Internet-Draft      RPC-Over-RDMA CM Private Messages         March 2017


2.2.  Remote Invalidation

   After an RDMA data transfer operation completes, an RDMA peer can use
   Remote Invalidation to request that the remote peer RNIC invalidate
   an STag associated with the data transfer [RFC5042].

   An RDMA consumer requests Remote Invalidation by posting an RDMA Send
   With Invalidate Work Request in place of an RDMA Send Work Request.
   The RDMA Send With Invalidate carries the R_key value of the STag to
   invalidate.  Invalidation of that R_key is performed and then
   reported as part of the completion of a waiting Receive Work Request.

   An RPC-over-RDMA responder might use Remote Invalidation when
   replying to an RPC request that provided Read or Write chunks.  The
   requester avoids an extra Work Request, context switch, and interrupt
   to invalidate one chunk as part of completing an RPC transaction.
   The upshot is faster completion of RPC transactions that involve RDMA
   data transfer.

   There are some important caveats which might contraindicate the use
   of Remote Invalidation:

   o  Remote Invalidation is not supported by all RNICs.

   o  Not all RPC-over-RDMA requester implementations can recognize when
      Remote Invalidate has occurred.

   o  Not all RPC-over-RDMA responder implementations can generate RDMA
      Send With Invalidate Work Requests.

   o  An RPC-over-RDMA requester that supports Remote Invalidation may
      choose to use R_keys that must not be invalidated remotely.

   o  On one connection, RPC-over-RDMA requesters can mix R_keys that
      may be invalidated remotely with some that must not.

   o  RPC-over-RDMA requesters often register more than one R_key per
      RPC.  In one RPC, they can mix R_keys that may be invalidated
      remotely with some that must not.

   Thus a responder must not employ Remote Invalidation unless it is
   aware of support for it in its own RDMA stack, and on the requester.
   And, without altering the XDR structure of RPC-over-RDMA Version One
   messages, it is not possible to support Remote Invalidation with
   requesters that mix R_keys that may and must not by invalidated
   remotely.





Lever                  Expires September 29, 2017               [Page 4]

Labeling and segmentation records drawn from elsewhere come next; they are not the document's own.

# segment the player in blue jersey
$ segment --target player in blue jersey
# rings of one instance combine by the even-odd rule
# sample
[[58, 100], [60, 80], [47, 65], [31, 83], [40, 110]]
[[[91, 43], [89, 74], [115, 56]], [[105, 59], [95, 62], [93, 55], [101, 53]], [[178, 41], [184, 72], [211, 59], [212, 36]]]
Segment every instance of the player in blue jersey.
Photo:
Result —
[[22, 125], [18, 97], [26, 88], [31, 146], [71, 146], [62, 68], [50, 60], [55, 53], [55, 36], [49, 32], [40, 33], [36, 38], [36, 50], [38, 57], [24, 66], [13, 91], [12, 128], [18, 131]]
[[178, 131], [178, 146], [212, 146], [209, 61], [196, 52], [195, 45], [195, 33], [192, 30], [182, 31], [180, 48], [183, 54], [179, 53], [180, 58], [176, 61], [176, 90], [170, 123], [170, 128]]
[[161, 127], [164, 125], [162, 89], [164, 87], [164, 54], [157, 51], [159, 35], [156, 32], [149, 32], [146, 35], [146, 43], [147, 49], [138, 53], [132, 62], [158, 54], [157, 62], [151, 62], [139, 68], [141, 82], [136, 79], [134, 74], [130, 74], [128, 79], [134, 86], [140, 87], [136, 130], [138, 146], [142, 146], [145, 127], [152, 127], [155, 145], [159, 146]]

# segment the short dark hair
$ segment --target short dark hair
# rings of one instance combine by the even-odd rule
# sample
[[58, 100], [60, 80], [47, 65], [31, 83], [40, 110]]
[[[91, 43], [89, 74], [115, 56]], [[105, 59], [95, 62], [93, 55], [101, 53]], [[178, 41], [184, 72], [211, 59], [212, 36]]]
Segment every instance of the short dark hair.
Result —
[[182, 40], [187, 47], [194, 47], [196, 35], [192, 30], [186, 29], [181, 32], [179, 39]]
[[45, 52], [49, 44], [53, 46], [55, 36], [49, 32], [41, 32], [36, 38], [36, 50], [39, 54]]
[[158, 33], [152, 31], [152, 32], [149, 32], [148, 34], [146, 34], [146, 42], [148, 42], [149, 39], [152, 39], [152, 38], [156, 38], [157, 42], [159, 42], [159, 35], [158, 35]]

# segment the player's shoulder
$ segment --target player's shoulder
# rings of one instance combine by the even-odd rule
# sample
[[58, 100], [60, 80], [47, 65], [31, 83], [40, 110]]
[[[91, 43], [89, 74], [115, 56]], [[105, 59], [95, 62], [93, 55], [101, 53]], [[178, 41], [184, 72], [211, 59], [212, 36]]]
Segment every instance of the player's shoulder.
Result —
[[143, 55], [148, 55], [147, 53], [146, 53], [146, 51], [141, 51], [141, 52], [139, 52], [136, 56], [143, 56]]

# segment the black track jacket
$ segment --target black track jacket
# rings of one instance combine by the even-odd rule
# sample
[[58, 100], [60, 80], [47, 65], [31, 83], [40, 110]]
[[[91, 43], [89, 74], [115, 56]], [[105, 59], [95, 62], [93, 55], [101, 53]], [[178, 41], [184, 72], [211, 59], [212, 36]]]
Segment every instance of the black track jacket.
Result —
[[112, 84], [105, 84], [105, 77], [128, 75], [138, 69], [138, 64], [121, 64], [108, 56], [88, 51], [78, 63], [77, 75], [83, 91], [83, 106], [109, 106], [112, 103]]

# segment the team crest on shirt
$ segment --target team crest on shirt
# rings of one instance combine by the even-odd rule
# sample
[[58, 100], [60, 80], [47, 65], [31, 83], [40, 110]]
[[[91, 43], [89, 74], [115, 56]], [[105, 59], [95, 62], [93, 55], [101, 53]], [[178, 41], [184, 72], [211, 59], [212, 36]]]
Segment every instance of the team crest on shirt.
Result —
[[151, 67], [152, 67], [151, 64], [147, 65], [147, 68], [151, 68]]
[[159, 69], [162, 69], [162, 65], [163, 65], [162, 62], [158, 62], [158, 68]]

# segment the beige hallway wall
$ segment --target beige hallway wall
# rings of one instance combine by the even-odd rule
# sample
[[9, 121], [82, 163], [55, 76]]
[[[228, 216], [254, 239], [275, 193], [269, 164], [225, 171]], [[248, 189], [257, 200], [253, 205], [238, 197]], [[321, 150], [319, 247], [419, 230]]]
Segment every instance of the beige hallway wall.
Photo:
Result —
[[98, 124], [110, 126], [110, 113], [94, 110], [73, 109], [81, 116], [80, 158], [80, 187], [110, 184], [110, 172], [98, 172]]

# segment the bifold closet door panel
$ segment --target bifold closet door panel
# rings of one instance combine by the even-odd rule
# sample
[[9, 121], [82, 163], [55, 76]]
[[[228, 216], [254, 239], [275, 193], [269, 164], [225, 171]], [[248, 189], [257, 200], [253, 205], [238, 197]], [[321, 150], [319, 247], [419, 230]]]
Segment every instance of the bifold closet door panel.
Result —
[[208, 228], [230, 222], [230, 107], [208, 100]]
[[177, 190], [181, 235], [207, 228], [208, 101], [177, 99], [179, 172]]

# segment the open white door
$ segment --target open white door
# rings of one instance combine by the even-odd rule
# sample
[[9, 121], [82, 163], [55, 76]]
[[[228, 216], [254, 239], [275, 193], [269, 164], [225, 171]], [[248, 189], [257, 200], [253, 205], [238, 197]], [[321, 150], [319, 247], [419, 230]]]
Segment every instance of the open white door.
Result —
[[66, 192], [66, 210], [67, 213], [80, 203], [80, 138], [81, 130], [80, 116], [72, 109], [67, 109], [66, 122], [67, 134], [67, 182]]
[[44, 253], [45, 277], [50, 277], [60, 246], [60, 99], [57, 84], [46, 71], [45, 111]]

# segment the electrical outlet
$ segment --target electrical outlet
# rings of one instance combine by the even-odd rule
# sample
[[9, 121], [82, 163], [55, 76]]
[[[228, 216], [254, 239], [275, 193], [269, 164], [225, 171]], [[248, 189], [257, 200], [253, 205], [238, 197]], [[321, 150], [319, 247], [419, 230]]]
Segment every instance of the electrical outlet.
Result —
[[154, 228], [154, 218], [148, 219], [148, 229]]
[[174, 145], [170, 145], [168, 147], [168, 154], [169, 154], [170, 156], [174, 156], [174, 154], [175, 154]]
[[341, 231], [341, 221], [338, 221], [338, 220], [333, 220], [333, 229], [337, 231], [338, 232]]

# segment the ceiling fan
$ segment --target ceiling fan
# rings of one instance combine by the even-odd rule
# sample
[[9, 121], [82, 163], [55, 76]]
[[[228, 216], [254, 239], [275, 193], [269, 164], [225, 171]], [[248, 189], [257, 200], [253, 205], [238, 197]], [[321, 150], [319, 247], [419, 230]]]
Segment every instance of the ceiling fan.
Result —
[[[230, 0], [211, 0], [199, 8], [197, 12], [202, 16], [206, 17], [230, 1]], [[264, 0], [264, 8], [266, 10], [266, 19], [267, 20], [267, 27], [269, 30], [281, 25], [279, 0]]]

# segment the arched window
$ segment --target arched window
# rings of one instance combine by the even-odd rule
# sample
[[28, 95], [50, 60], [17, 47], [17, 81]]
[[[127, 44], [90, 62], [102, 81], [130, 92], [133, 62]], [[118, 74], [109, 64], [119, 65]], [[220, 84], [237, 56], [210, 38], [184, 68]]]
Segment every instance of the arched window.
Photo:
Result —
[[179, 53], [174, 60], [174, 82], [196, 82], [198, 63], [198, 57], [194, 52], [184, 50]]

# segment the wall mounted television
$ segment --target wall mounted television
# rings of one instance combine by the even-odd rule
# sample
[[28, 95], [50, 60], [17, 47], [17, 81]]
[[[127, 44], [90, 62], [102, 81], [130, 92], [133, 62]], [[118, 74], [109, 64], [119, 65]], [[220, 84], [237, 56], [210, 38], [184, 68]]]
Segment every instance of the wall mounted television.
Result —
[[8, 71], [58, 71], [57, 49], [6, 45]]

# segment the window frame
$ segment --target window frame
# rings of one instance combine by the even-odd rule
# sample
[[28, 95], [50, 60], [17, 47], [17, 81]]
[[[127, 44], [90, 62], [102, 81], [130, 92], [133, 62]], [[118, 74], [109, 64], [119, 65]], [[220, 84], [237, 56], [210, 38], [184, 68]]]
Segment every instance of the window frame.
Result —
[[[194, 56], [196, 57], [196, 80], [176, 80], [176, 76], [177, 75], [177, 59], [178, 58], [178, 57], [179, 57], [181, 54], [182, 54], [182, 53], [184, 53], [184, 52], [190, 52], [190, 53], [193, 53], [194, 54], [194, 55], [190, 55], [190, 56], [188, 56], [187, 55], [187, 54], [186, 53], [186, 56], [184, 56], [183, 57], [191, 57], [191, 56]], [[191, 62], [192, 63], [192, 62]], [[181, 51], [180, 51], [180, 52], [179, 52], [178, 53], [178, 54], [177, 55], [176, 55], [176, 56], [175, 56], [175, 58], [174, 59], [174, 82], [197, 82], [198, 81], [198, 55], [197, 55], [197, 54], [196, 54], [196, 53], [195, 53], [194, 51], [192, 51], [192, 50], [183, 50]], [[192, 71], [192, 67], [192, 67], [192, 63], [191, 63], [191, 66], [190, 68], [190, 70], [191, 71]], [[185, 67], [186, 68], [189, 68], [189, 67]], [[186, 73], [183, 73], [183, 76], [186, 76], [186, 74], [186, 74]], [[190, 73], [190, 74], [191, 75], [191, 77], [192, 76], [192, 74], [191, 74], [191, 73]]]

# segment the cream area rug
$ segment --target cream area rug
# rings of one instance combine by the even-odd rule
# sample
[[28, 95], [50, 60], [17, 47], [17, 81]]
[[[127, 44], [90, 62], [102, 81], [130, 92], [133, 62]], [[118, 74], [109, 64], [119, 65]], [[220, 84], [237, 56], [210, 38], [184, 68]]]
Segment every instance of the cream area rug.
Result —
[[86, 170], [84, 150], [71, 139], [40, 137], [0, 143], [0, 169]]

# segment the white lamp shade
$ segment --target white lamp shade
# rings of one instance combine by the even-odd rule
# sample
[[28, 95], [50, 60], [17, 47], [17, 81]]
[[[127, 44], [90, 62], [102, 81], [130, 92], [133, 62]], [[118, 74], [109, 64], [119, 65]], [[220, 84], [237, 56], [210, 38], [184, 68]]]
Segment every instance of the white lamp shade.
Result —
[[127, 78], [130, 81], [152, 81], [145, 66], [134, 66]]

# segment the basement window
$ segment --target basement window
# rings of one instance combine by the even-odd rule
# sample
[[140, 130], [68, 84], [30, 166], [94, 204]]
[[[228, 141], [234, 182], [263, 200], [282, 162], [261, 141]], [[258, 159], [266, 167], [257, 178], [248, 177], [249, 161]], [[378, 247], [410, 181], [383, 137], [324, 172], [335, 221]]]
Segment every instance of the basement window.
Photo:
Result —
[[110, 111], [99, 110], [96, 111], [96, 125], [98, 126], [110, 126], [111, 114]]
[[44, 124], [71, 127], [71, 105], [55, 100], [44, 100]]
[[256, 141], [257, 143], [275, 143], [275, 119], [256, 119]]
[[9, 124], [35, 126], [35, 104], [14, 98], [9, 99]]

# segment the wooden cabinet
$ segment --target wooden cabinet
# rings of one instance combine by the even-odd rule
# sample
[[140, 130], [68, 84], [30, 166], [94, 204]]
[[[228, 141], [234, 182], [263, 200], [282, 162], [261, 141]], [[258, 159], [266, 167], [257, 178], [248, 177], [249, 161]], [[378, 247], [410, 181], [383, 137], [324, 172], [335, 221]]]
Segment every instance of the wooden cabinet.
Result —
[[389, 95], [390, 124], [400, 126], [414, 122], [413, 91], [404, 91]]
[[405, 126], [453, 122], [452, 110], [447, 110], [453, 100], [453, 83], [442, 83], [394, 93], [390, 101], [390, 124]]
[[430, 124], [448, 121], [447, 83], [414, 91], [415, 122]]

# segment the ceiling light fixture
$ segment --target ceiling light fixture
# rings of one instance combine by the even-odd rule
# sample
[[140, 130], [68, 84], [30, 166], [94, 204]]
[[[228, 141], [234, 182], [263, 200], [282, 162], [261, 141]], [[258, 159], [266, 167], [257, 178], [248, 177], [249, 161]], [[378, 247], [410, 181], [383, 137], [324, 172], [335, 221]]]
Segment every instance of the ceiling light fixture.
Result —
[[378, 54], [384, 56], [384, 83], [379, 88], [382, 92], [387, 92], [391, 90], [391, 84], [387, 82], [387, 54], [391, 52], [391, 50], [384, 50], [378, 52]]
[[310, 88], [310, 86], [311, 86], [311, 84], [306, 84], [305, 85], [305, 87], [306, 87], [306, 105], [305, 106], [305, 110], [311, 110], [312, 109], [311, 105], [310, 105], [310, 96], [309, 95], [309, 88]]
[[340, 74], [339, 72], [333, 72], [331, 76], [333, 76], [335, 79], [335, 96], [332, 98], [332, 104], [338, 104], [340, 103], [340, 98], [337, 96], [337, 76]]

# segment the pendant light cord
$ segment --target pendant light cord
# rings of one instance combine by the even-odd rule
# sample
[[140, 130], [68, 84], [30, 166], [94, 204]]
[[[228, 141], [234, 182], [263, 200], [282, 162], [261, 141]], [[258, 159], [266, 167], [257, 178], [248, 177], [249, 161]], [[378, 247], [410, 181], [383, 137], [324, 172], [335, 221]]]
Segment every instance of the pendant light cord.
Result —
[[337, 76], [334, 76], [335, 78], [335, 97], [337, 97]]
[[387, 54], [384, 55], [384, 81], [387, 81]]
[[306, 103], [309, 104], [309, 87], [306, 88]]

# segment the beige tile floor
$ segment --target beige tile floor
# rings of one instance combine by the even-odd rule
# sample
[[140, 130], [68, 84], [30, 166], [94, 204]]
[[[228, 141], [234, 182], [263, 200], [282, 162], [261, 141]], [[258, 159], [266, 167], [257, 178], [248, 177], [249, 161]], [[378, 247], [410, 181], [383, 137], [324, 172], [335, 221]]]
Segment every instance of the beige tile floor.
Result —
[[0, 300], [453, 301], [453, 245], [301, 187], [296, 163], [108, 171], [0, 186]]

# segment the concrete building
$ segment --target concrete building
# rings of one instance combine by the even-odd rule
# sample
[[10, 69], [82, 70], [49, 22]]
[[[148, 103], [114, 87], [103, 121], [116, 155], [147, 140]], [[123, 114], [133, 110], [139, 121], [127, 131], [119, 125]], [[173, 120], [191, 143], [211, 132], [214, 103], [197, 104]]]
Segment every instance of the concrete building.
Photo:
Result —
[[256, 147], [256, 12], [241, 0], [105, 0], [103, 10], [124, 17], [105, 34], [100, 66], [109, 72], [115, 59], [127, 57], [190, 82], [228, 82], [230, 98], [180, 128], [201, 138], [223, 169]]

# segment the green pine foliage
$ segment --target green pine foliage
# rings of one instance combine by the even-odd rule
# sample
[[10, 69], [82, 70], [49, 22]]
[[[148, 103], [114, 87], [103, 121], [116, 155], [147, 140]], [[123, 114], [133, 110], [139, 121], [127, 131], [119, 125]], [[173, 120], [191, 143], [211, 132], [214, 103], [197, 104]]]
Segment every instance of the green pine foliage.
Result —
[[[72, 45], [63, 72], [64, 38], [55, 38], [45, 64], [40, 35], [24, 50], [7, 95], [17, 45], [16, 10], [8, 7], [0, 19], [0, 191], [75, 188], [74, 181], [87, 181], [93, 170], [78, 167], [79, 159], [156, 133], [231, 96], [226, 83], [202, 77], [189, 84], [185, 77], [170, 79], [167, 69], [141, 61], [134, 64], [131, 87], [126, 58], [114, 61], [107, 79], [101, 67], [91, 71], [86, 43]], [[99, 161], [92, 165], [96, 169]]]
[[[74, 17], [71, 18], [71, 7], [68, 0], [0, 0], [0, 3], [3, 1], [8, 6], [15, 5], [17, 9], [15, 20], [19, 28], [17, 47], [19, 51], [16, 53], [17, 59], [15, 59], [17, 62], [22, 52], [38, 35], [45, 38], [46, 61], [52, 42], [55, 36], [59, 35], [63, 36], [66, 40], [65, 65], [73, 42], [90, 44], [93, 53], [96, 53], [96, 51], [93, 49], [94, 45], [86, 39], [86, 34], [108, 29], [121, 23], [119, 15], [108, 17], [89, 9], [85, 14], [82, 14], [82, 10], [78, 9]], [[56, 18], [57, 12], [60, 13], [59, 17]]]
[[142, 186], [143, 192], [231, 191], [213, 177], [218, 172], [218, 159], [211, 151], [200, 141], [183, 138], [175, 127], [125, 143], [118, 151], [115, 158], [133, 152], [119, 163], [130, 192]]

Internet-Draft      RPC-Over-RDMA CM Private Messages         March 2017


   However, it is possible to provide a simple signaling mechanism for a
   requester to indicate it can deal with Remote Invalidation of any
   R_key it presents to a responder.

3.  Private Data Message Format

   With an InfiniBand lower layer, for example, RDMA connection setup
   uses the InfiniBand Connection Manager to establish a Reliable
   Connection [IBTA-IB].  When an RPC-over-RDMA Version One transport
   connection is established, the client (which actively establishes
   connections) and the server (which passively accepts connections) MAY
   populate the CM Private Data field exchanged as part of CM connection
   establishment.

   For RPC-over-RDMA Version One, the CM Private Data field is formatted
   as described in this section.  RPC clients and servers use the same
   format.  If the capacity of the Private Data field is too small to
   contain this message format, or the underlying RDMA transport is not
   managed by a Connection Manager, CM Private Data cannot be used.

3.1.  Fixed Mandatory Fields

   The first 8 octets of the CM Private Data field is to be formatted as
   follows:


    0                   1                   2                   3
    0 1 2 3 4 5 6 7 8 9 0 1 2 3 4 5 6 7 8 9 0 1 2 3 4 5 6 7 8 9 0 1
   +-+-+-+-+-+-+-+-+-+-+-+-+-+-+-+-+-+-+-+-+-+-+-+-+-+-+-+-+-+-+-+-+
   |                          Magic Number                         |
   +-+-+-+-+-+-+-+-+-+-+-+-+-+-+-+-+-+-+-+-+-+-+-+-+-+-+-+-+-+-+-+-+
   |    Version    |     Flags     |   Send Size   | Receive Size  |
   +-+-+-+-+-+-+-+-+-+-+-+-+-+-+-+-+-+-+-+-+-+-+-+-+-+-+-+-+-+-+-+-+


   Magic Number
      This field contains a fixed 32-bit value that identifies the
      content of the Private Data field as an RPC-over-RDMA Version One
      CM Private Data message.  The value of this field MUST be
      0xf6ab0e18, in big-endian order.

   Version
      This 8-bit field contains a message format version number.  The
      value "1" in this field indicates that exactly eight octets are
      present, that they appear in the order described in this section,
      and that each has the meaning defined in this section.

   Bit Flags



Lever                  Expires September 29, 2017               [Page 5]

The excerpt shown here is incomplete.